Legislative Shift

The NSW Workers Compensation Legislation Amendment Bill 2025 — now passed as of February 2026 — represents one of the most significant reforms to the scheme in recent years. The primary target: rising psychological injury claims and escalating scheme costs. For NSW employers, this reform is not simply technical legislative change. It has strategic implications for how psychological risk, management action and pre-employment processes are governed. Below is a practical breakdown.

1. Narrower Definitions for Psychological Injury

The reforms tighten the link required between employment and psychological injury.

“Relevant Events”
Primary psychological injuries are generally compensable only where caused by specific events such as:

  • Bullying
  • Sexual or racial harassment
  • Excessive work demands
  • Witnessing a traumatic incident
  • This significantly narrows broader stress-related claims.

“Main Contributing Factor”
Employment must now be the main contributing factor — not merely a contributing factor — raising the liability threshold.

Objective Standard
Conduct (e.g. alleged bullying) is assessed using a reasonable person test, rather than purely subjective worker perception.

Implication:
Employers must ensure management conduct is objectively defensible and well-documented.

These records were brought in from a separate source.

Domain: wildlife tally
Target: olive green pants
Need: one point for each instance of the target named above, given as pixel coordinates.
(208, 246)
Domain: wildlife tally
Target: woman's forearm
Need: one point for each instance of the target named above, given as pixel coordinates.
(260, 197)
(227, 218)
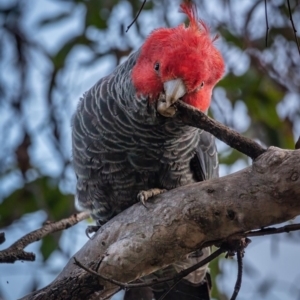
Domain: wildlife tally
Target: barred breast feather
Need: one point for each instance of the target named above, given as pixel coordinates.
(122, 146)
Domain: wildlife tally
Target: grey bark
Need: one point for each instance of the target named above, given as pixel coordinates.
(141, 240)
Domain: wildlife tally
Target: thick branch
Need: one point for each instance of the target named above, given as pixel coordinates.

2. Stronger Reasonable Management Action Defence (Section 11A)

The reforms clarify and strengthen protections for employers.

Psychological injuries caused by reasonable actions relating to:

  • Performance appraisals
  • Disciplinary processes
  • Organisational restructuring

are not compensable.

This provides clearer protection for legitimate management decisions — provided they are conducted appropriately.

Implication:
Documentation, procedural fairness and leadership capability are now even more critical.

3. Higher Whole Person Impairment (WPI) Thresholds

The WPI percentage determines eligibility for long-term weekly payments.

From July 1, 2026:

  • Workers must meet a 25% WPI to receive payments beyond 130 weeks.
  • This increases to 27% (2027) and 28% (2029).
  • A proposed jump to 31% was rejected.

Implication:
Fewer workers will qualify for long-duration benefits, increasing pressure on early recovery and return-to-work processes.

 

4. Faster Claim Decisions — 42-Day Window

Insurers must now determine liability for psychological claims involving bullying or harassment within 42 days.

During that time:

  • Workers receive provisional weekly payments
  • Medical expenses are covered

This aims to reduce uncertainty and delay — both recognised contributors to secondary psychological injury.

Implication:
Employers must be prepared to respond quickly and provide structured early information.

5. Stricter Medical Expense Standards

The standard for treatment has shifted from:

“Reasonably necessary” to “Reasonable and necessary”

This aligns with stricter motor accident (CTP) standards.

Additionally:

  • Workers are generally limited to one principal WPI assessment.
  • A second assessment requires significant deterioration (typically ≥10%).

Implication:
Medical scrutiny will increase, and disputes over impairment may reduce.

6. Financial Impacts for Employers

To stabilise the scheme:

  • An 18-month premium freeze has been implemented.
  • Most employers must now pay an excess equivalent to the first two weeks of wages per new claim.

This transfers some upfront cost risk directly to employers.

What This Means Strategically

These reforms attempt to reduce claim volume and scheme pressure.

However, they do not reduce employers’ WHS obligations to manage psychosocial risk.

In fact, the environment now demands:

  • Stronger early intervention
  • Clearer documentation of reasonable management action
  • Structured and defensible performance processes
  • Faster response capability
  • Proactive risk identification before claims arise

As thresholds tighten and benefits become harder to access, the commercial incentive shifts even further toward upstream prevention.

The real risk for NSW employers is no longer just claim acceptance.

It is:

  • Escalation into complex psychological claims
  • Secondary psychological injury during prolonged processes
  • Cultural and performance disruption
  • Premium volatility beyond the freeze period

The Emerging Pattern

The reforms signal a broader trend:

  • Governments are tightening claim access.
  • Regulators are strengthening psychosocial duties.
  • Insurers are scrutinising preventable claims.

Organisations that rely solely on reactive claim management will remain exposed.

Those investing in:

  • Smarter hiring decisions
  • Early psychosocial risk identification
  • Manager capability

Integrated MSD and psychological risk strategies will be better positioned in the evolving NSW environment.

Leadership Reflection The Practical Question for NSW Leaders

Has your organisation adapted its risk governance model to match the new legislative landscape?

Or are you operating under yesterday’s assumptions?

In 2026 and beyond, prevention is not just good practice — it is a financial and governance imperative.